Question

In midair an M = 145 kg bomb explodes into two pieces of m1 = 115 kg and another, respectively. Before the explosion, the bomb was moving at 24.0 m/s to the east. After the explosion, the velocity of the m1 = 115 kg piece is 65.0 m/s to the east. Find the velocity (in m/s) (with a proper sign) of the other piece after the explosion

Answer 1

Answer:

$v_2=-133.17m/s$, the minus meaning west.

Explanation:

We know that linear momentum must be conserved, so it will be the same before ($p_i$) and after ($p_f$) the explosion. We will take the east direction as positive.

Before the explosion we have $p_i=m_iv_i=Mv_i$.
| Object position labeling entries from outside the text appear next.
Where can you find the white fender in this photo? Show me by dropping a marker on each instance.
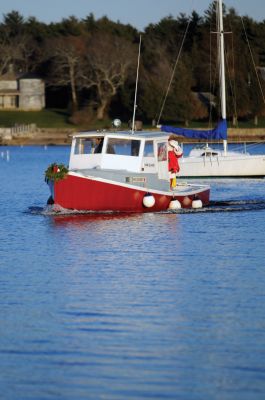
(148, 200)
(174, 205)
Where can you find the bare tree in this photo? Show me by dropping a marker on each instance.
(106, 67)
(66, 54)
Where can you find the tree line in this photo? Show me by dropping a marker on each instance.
(89, 65)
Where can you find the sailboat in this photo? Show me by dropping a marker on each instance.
(208, 161)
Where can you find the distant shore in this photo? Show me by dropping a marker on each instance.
(63, 137)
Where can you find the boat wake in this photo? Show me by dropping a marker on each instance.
(226, 206)
(213, 207)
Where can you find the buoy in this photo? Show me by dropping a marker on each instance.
(186, 202)
(174, 205)
(148, 200)
(196, 203)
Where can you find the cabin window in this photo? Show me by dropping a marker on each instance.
(123, 147)
(149, 148)
(209, 154)
(88, 145)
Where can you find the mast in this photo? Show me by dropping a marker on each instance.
(220, 37)
(136, 86)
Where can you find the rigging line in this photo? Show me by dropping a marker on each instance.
(173, 72)
(252, 58)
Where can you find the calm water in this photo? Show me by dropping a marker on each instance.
(155, 306)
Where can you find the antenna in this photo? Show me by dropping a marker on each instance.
(136, 85)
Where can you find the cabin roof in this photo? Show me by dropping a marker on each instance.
(148, 135)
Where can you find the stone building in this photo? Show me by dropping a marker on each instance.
(24, 92)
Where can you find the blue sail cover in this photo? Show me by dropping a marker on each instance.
(218, 133)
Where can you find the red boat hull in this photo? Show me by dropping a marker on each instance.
(87, 194)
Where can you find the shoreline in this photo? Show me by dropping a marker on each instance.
(63, 137)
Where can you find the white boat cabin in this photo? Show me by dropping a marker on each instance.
(144, 152)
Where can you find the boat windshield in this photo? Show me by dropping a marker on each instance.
(89, 145)
(123, 147)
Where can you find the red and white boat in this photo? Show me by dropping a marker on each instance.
(128, 173)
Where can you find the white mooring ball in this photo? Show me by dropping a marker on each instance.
(148, 200)
(174, 205)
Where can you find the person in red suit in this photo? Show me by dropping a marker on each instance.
(174, 153)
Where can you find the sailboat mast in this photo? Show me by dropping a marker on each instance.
(222, 64)
(136, 86)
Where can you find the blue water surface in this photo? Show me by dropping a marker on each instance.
(154, 306)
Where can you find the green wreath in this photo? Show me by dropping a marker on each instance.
(55, 172)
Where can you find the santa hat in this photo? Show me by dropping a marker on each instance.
(177, 149)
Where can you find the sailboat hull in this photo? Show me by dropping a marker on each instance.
(252, 166)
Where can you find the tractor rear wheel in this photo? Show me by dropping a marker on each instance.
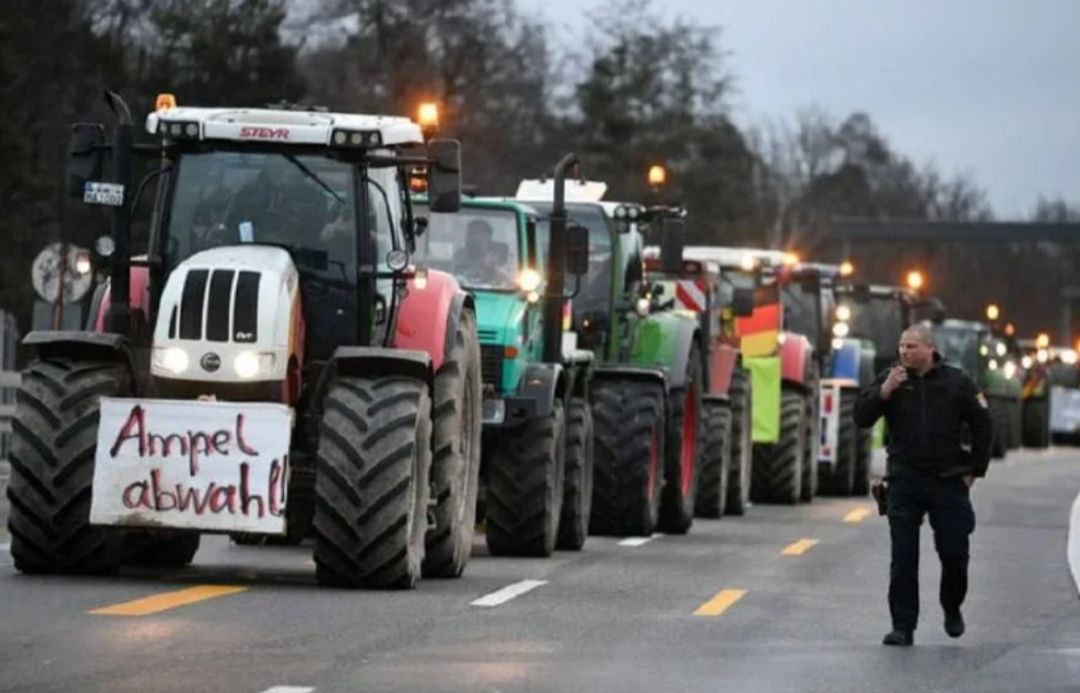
(742, 443)
(372, 483)
(455, 465)
(629, 420)
(683, 448)
(524, 473)
(1036, 427)
(778, 467)
(578, 484)
(840, 479)
(54, 439)
(712, 497)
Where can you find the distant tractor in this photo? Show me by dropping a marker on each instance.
(648, 380)
(700, 289)
(537, 462)
(273, 366)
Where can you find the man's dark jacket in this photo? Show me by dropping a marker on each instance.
(928, 420)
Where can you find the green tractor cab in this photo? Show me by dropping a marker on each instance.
(537, 442)
(648, 380)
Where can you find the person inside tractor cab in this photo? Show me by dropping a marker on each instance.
(281, 204)
(482, 260)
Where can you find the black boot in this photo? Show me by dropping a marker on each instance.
(954, 623)
(901, 638)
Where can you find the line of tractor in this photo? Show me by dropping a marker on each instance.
(326, 341)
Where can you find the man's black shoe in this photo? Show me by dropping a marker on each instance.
(902, 638)
(954, 624)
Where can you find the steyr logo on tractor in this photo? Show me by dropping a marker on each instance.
(265, 133)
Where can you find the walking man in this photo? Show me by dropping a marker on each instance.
(929, 408)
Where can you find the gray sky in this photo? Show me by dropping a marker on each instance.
(990, 87)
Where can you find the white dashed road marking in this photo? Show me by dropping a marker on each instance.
(508, 593)
(1074, 549)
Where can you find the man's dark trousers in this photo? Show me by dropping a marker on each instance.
(948, 504)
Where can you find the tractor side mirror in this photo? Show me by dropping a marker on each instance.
(577, 249)
(85, 157)
(444, 175)
(742, 302)
(672, 244)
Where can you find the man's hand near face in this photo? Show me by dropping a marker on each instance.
(895, 378)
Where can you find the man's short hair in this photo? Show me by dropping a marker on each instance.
(921, 333)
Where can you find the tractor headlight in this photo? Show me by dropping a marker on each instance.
(172, 358)
(250, 364)
(528, 280)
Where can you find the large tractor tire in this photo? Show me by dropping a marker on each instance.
(524, 472)
(742, 443)
(54, 437)
(864, 457)
(1000, 421)
(455, 465)
(778, 467)
(713, 480)
(1036, 425)
(629, 420)
(683, 450)
(840, 479)
(372, 483)
(578, 483)
(166, 551)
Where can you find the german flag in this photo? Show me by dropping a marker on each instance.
(759, 331)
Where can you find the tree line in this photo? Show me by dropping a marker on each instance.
(635, 89)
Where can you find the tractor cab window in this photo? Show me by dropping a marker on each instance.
(480, 246)
(302, 203)
(594, 297)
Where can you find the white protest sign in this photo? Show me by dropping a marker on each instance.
(208, 465)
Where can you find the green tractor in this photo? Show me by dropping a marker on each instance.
(700, 289)
(986, 358)
(537, 451)
(648, 381)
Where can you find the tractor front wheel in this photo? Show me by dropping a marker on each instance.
(372, 483)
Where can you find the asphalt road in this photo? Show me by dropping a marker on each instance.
(783, 599)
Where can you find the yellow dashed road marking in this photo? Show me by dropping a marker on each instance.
(167, 600)
(799, 547)
(856, 515)
(720, 602)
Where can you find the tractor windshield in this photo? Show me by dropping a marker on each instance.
(480, 246)
(304, 203)
(960, 345)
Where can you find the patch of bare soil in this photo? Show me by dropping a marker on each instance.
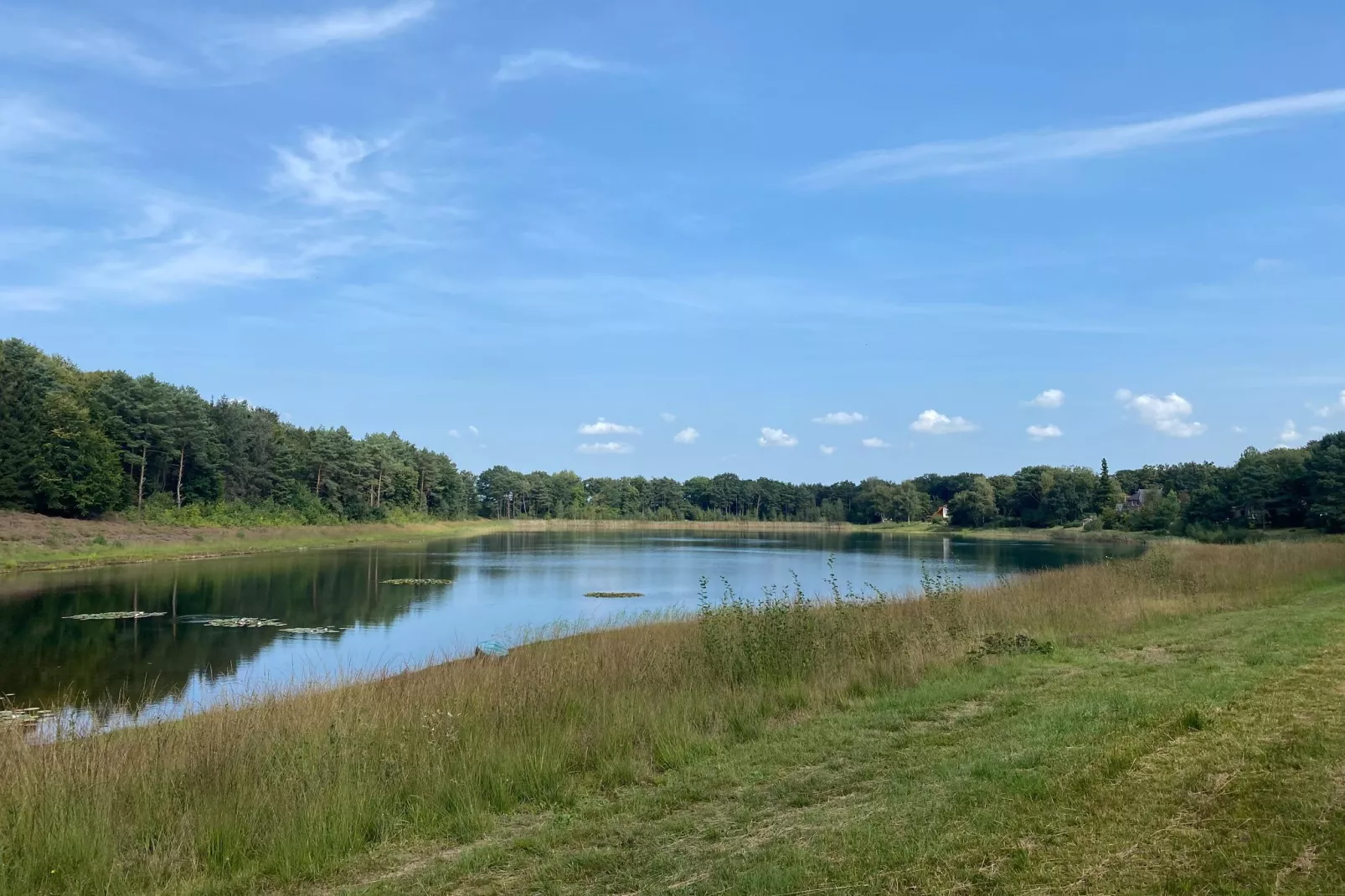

After the explosion we have pieces 1 and 2, so $p_f=m_1v_1+m_2v_2$.

These equations must be vectorial but since we look at the instants before and after the explosions and the bomb fragments in only 2 pieces the problem can be simplified in one dimension with direction east-west.

Since we know momentum must be conserved we have:

$Mv_i=m_1v_1+m_2v_2$

Which means (since we want $v_2$ and $M=m_1+m_2$):

$v_2=\frac{Mv_i-m_1v_1}{m_2}=\frac{Mv_i-m_1v_1}{M-m_1}$

So for our values we have:

$v_2=\frac{(145kg)(24m/s)-(115kg)(65m/s)}{(145kg-115kg)}=-133.17m/s$